Adam recalled to mind that from what Chuck had told him, Charlie's habit was to pull whenever pushed, and to push whenver pulled. Sensing that if he stayed longer, he might undo the good that was just done, Adam decided that it was time to go. He would let the Holy Spirit do His job.

"It's time for me to go," Adam said, standing up.

"I'll tell Daddy you're leaving," offered Charlie, going to her father's bedroom door. She peered in, only to find him asleep on the bed. "He's sleeping," Charlie reported, walking her visitor to the door.

"I'll talk to him later," said Adam. "And remember, you promised me to think about your salvation. I'll be praying for you." In spite of herself, Charlie smiled.

After going to the kitchen to get a drink, Charlie returned to her room. The "touchy-feely" book she had been reading, laid in the corner where she had tossed it. Charlie picked it up and fumbled to the page where she left off. Try as she might, she couldn't get her mind back into the story.

"What a weird man," she thought. "I wonder how he got those scars on his hands."

Unbeknownst to Charlie, the doctors had told Adam there would be no scarring from his burns. However, when the bandages came off, it became quite apparent that they were wrong. All Adam had to do was to glance at his hands, and he remembered the one young girl he couldn't save.

The emotion of witnessing to his daughter had so fatigued Chuck's mind, that he decided to ride out the episode, unconsciously. When he awoke, two hours later, a wave of nausea swept over him. He tried to get to his feet, but the room suddenly whirled around him, so that he had to quickly retreat to his bed. Chuck was tempted to call for help, but wasn't sure if he should. Maybe this would soon pass. He hated to trouble anyone unnecessarily, but the nausea and dizziness continued.
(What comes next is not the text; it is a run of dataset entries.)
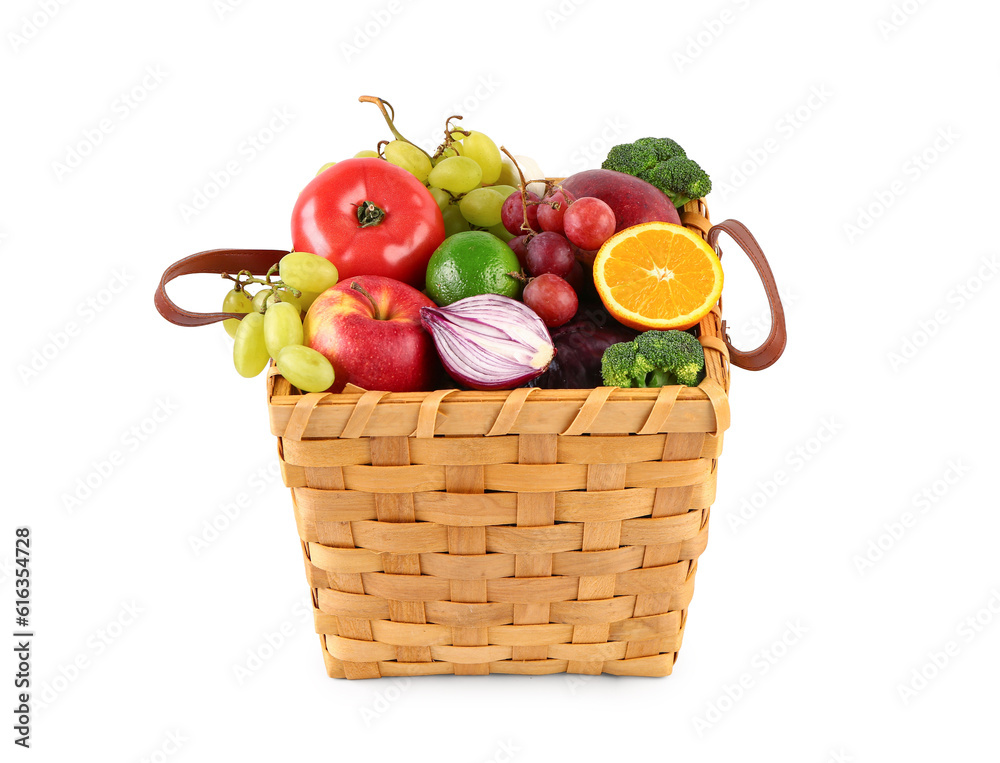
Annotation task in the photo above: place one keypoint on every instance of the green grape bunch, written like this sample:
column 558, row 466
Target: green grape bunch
column 271, row 326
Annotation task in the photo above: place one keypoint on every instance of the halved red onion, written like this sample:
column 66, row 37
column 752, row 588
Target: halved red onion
column 489, row 341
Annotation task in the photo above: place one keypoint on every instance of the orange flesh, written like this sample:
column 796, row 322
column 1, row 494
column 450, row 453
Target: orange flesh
column 659, row 275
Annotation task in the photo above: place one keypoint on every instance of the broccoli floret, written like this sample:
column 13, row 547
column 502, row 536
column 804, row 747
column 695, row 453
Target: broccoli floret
column 621, row 368
column 664, row 148
column 672, row 352
column 630, row 159
column 682, row 179
column 654, row 359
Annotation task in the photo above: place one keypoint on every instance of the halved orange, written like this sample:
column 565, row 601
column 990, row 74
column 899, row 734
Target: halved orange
column 658, row 276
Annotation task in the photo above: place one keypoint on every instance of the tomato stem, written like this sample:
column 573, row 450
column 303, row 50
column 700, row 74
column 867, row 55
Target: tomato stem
column 369, row 214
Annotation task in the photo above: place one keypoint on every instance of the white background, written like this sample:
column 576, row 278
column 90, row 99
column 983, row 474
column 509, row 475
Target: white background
column 812, row 118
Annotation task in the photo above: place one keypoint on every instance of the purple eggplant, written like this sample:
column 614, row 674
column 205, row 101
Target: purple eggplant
column 580, row 345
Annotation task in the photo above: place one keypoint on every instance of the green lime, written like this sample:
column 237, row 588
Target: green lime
column 471, row 263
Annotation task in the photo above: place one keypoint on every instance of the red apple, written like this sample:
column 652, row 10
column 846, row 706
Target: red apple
column 369, row 329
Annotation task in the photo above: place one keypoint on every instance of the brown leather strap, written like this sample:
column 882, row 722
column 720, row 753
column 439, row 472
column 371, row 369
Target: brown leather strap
column 772, row 347
column 257, row 261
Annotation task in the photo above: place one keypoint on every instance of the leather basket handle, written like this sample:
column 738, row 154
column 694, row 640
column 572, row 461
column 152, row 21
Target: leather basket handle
column 772, row 347
column 257, row 261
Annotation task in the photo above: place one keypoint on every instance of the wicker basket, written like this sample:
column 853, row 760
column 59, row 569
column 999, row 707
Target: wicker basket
column 528, row 531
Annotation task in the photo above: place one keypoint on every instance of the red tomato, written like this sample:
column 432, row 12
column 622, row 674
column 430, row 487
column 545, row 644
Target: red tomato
column 369, row 217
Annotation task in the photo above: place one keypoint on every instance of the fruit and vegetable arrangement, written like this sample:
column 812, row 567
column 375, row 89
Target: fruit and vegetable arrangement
column 468, row 267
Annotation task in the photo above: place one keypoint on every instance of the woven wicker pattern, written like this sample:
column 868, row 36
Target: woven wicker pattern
column 530, row 531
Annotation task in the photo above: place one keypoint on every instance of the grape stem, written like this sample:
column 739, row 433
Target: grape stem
column 449, row 141
column 245, row 278
column 525, row 225
column 389, row 114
"Mom," Chuck called out, trying to compose his voice in an even tone, so none would suspect him of needing help, "are you there?" The house remained quiet. As the dizziness and nausea grew steadily worse, Chuck determined that he must make it to the bathroom. He didn't know how much longer he could keep it down. "Mom?" he called again, this time his voice betraying that this was indeed, an emergency. Deciding that his Mom wasn't home, Chuck finally called for Charlie. To his surprise, no one answered. He was alone.